In order to identify under-utilised assets two major groups should be considered: tangible and intangible assets.

  • Tangible assets: such as office space, land, and vehicles. For example, could you use the spare area on level two to start a co-working space for social enterprises and at the same time create a new revenue stream?
  • Intangible assets: this includes your data, intellectual property and unique business processes. Don’t underestimate the market value of intellectual property. NFPs are experts in their field and that expertise is valuable. Consider conducting research to determine whether there may be someone who is willing to pay for it.

 

Boards searching for sustainability must look long, be flexible and encourage creativity in order to have any hope of preparing their organisation for the future. Be sure not to hinder the process with risk aversion – doing nothing opens up a much riskier future. This type of change will take time and it will fundamentally change the organisation, but there is everything to be gained from engaging in this process. It will put the organisation on the path to true sustainability so you can continue delivering social impact long into the future.

Felicity Green About Felicity Green

Felicity is a Strategic Advisor and Co-Founder of social business advisory firm, Spark Strategy.

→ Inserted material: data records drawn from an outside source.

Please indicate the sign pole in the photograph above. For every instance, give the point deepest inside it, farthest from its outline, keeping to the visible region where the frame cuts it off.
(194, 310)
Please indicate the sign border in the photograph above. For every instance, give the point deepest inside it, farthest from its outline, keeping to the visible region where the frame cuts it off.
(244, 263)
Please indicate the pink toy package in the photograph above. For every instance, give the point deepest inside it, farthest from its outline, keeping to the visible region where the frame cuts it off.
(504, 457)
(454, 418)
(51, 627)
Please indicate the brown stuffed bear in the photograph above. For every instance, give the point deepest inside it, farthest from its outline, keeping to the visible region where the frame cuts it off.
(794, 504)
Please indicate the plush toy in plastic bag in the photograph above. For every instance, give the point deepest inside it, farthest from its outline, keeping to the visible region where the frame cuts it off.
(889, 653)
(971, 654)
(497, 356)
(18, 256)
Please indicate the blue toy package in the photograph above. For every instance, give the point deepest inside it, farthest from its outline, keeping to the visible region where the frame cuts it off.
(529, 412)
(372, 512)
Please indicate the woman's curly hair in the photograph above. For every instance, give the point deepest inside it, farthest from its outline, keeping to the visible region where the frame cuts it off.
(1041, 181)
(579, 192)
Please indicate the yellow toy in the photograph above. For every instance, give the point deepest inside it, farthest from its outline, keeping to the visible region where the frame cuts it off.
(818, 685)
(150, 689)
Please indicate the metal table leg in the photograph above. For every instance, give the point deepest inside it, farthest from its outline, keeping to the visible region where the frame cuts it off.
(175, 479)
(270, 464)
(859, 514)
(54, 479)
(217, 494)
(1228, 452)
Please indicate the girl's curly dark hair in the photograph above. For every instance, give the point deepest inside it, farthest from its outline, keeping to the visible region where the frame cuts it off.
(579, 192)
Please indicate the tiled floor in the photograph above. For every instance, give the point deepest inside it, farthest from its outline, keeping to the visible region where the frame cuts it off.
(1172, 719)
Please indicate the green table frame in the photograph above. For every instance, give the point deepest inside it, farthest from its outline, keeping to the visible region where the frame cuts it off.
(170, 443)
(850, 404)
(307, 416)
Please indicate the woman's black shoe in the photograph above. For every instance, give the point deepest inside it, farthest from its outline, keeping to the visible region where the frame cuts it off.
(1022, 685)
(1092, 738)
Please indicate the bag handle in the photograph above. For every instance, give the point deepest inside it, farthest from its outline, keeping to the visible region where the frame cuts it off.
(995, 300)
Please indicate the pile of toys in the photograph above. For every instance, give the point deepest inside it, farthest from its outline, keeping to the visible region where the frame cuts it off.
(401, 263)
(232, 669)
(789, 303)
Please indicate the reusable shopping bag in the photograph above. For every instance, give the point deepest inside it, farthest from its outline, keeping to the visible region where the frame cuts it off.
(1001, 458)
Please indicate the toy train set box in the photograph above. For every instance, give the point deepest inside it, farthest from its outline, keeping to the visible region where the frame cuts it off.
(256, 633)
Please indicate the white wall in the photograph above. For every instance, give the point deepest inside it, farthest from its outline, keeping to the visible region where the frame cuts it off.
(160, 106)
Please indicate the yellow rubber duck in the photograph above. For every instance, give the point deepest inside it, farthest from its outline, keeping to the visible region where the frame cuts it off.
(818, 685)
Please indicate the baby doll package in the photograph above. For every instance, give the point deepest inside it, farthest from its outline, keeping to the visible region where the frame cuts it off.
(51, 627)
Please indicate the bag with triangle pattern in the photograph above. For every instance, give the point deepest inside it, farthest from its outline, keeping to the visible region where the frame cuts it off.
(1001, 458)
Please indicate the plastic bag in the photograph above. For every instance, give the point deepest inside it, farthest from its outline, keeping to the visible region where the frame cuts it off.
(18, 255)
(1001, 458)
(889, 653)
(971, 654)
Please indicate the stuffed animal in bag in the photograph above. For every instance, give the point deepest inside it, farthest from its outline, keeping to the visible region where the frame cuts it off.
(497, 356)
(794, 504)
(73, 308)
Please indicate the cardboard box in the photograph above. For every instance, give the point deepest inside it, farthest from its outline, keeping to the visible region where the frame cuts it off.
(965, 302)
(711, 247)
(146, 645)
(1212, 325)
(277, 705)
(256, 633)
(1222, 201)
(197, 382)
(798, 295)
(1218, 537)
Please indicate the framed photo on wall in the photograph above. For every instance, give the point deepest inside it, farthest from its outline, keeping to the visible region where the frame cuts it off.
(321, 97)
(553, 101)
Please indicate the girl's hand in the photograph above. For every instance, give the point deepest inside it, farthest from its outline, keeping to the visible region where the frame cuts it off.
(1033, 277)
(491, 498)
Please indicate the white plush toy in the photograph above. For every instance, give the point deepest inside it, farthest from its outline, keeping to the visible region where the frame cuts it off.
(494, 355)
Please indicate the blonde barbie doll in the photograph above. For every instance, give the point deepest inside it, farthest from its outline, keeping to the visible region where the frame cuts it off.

With an MBA from Peking University, China, Felicity brings an international lens to her work, helping organisations be more sustainable and impactful. A champion of the B Corp movement, Felicity works across the Not for Profit and Private sectors, and with Government and Philanthropy to create profit for purpose business models and partnerships to solve social problems.

Comments

  1. Great article Felicity and an interesting commencement point for NFP Boards considering ‘where to from here’. More urgent as purchaser driven funding, such as the NDIS, rolls out.
    Additional issues that NFPs need to consider:
    1. Use the commitment, knowledge, and diversity of experience of your team – a brain-storming workshop involving Board, management, and as many staff as you can muster to identify options – remember “there is no bad idea”. These can then be weighted and prioritised (SWOT, risk matrix, revenue opportunity, timeframe, etc)
    2. For short-listed options, have a champion investigate further (is there anyone else doing this, what’s the market opportunity, what’s the start-up costs, when will we see return, do we have in-house skills to develop, etc) and prepare a brief business case. Developing a brief business case (a common template across options) provides the process rigour in ticking-off key risks and a comparable format to rate opportunities by the Board and Management
    3. Through the Board and Executive drill down to 2-3 options for further consideration.
    4. For these do a full business case, examining in closer detail demand for product, competitors, detailed resourcing requirements, funding sources, implementation plan, detailed 3-year budget (monthly forecasts), etc.
    5. Include detailed decision points – whether these be sales volume or revenue points. You must ensure there are points at which you review viability and decide to continue or quit.
    NFPs who are grant dependent, have built up their cash reserves over time from small margins on grants. This will cease or diminish in purchaser driven environment, there is no steady revenue flow to replenish money spent. Starting a new opportunity can very quickly eat into to these reserves through consultant fees, bringing new Exec/staff on to drive development (corporate pay rates to engage skilled staff are likely to be higher than many of your existing senior exec – creating new challenges), IT, legals, business overheads, etc.
    Starting a 2-3options concurrently, fully expecting at least one to fail, (95% of start-ups do fail!) can easily consumer $1m+ per year, with a 3-5 year lead time before cost recovery. This highlights the value in considering business partners to share cost and risk and bring in commercial expertise.
    Commercialisation and revenue diversity is a great option. Entry does however need to be planned carefully, and importantly you need to have an exit strategy.